SearchCans

Build a Self-Correcting RAG (CRAG) Agent: Python & LangGraph Tutorial

Static RAG is brittle. Learn how to build a Corrective RAG (CRAG) pipeline that detects hallucinations and fixes them using SearchCans real-time search.

4 min read

Standard RAG (Retrieval-Augmented Generation) has a fatal flaw: It blindly trusts the retrieval.

If your vector database returns outdated documents—or worse, irrelevant ones—your LLM will hallucinate a confident answer based on bad data.

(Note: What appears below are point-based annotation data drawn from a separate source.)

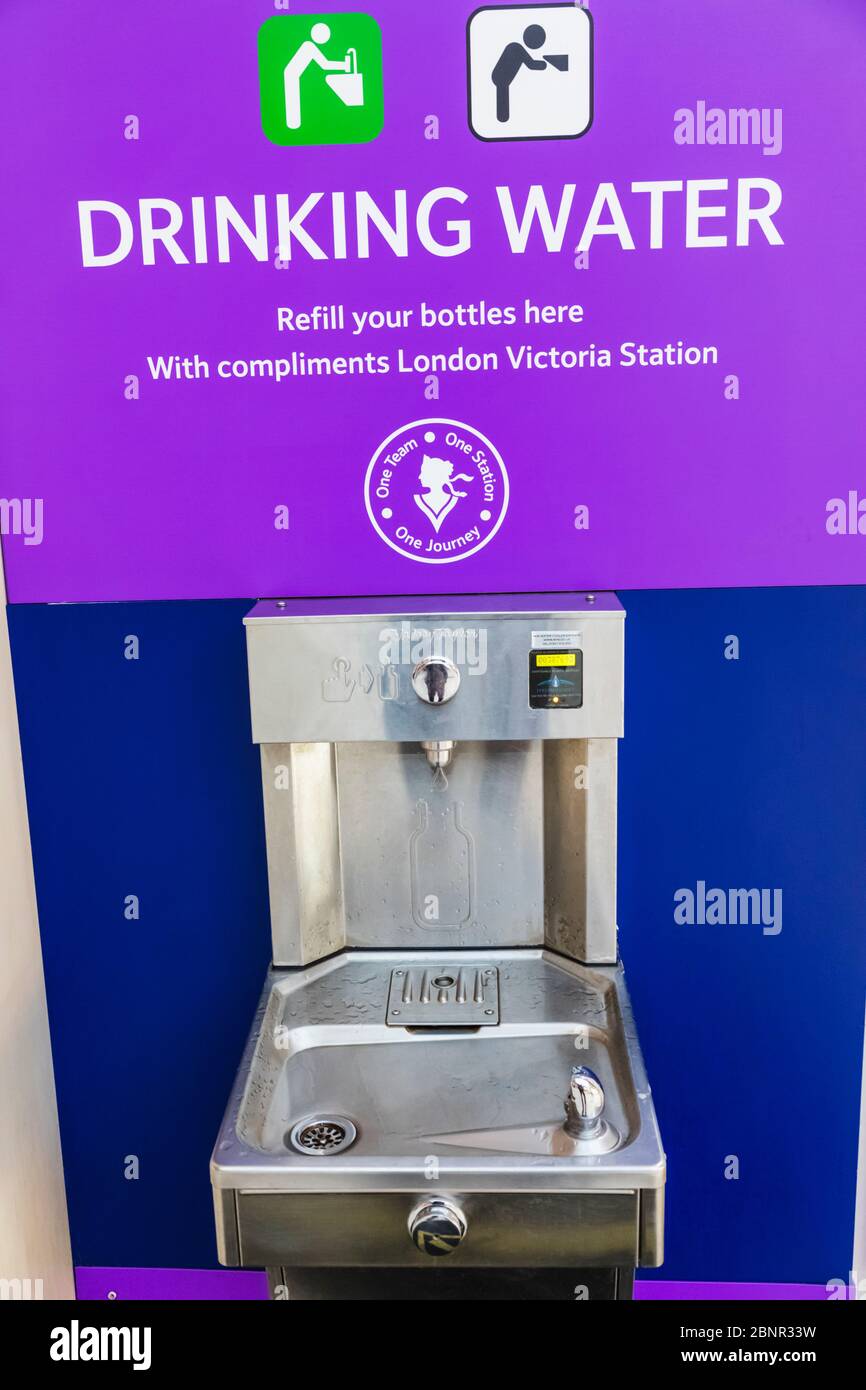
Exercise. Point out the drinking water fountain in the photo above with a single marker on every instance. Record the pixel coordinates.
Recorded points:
(442, 1094)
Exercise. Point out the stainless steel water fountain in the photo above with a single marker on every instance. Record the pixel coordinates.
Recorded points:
(442, 1094)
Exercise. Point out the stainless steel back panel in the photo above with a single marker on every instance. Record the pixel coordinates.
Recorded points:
(330, 679)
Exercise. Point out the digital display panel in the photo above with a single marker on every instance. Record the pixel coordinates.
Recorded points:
(556, 680)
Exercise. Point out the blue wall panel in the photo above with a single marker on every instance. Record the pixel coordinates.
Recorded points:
(752, 773)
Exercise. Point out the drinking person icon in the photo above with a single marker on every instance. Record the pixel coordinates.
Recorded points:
(515, 57)
(298, 64)
(439, 495)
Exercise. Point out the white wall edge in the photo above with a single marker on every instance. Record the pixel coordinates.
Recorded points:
(35, 1255)
(859, 1215)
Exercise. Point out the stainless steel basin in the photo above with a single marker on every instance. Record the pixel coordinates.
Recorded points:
(473, 1115)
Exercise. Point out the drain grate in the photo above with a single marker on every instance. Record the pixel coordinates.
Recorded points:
(444, 997)
(323, 1134)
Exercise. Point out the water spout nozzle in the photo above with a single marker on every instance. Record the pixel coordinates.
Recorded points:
(439, 754)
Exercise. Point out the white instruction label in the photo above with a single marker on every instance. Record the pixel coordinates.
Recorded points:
(553, 641)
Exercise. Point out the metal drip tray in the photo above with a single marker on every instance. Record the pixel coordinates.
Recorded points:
(444, 997)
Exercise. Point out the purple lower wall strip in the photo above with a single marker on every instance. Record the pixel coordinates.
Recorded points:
(207, 1285)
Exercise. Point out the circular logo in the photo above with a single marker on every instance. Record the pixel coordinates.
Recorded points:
(437, 491)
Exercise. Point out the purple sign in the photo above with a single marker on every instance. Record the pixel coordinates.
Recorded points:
(615, 249)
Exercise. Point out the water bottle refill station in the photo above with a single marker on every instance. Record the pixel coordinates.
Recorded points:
(442, 1094)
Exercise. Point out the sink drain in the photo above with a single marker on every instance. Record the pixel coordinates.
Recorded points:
(323, 1134)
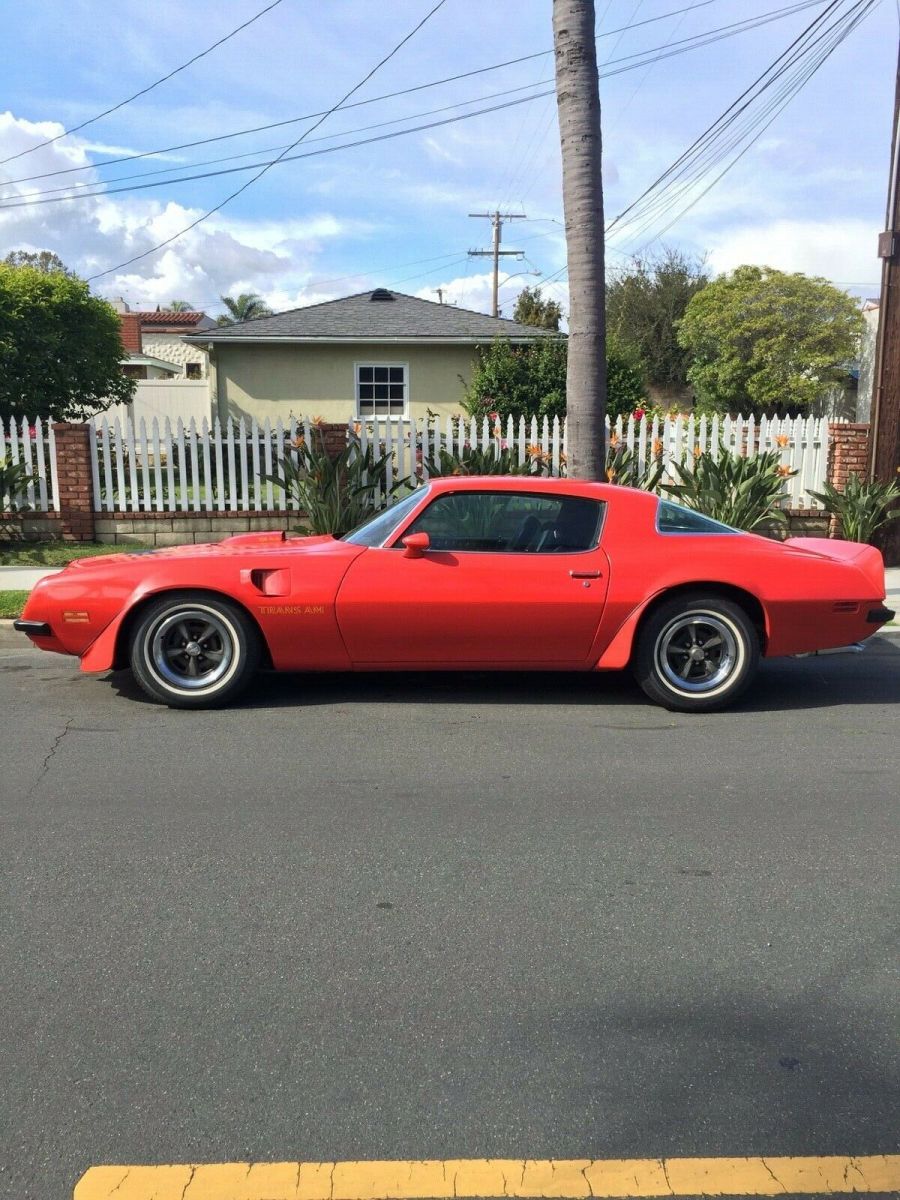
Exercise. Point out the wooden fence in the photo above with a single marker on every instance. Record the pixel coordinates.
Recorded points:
(33, 448)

Enter Corrective RAG (CRAG) and Self-RAG.

These advanced architectures introduce a “Self-Correction” loop. The system evaluates the quality of retrieved documents. If they are deemed “Ambiguous” or “Incorrect,” the agent automatically triggers a web search to find the truth.

In this guide, we will build the “Web Search Node” for a CRAG pipeline using SearchCans.

The CRAG Architecture: Traffic Lights for Data

Conceptually, CRAG acts like a traffic light for your data retrieval:

  1. Green (Correct): The vector DB documents are relevant. Generate answer.
  2. Red (Incorrect): The documents are wrong. Discard them and search the web.
  3. Amber (Ambiguous): The documents are vague. Combine them with a web search for clarity.

The Role of SearchCans

In the “Red” and “Amber” states, your agent needs to leave the internal database and check the open internet.

For a production agent that might loop and retry 10 times per query, you need an API that is:

Cost-Effective

SearchCans is $0.56/1k (vs $15+ for others).

Deeply Grounded

We don’t just return snippets. Our Reader API fetches the full markdown of the source page.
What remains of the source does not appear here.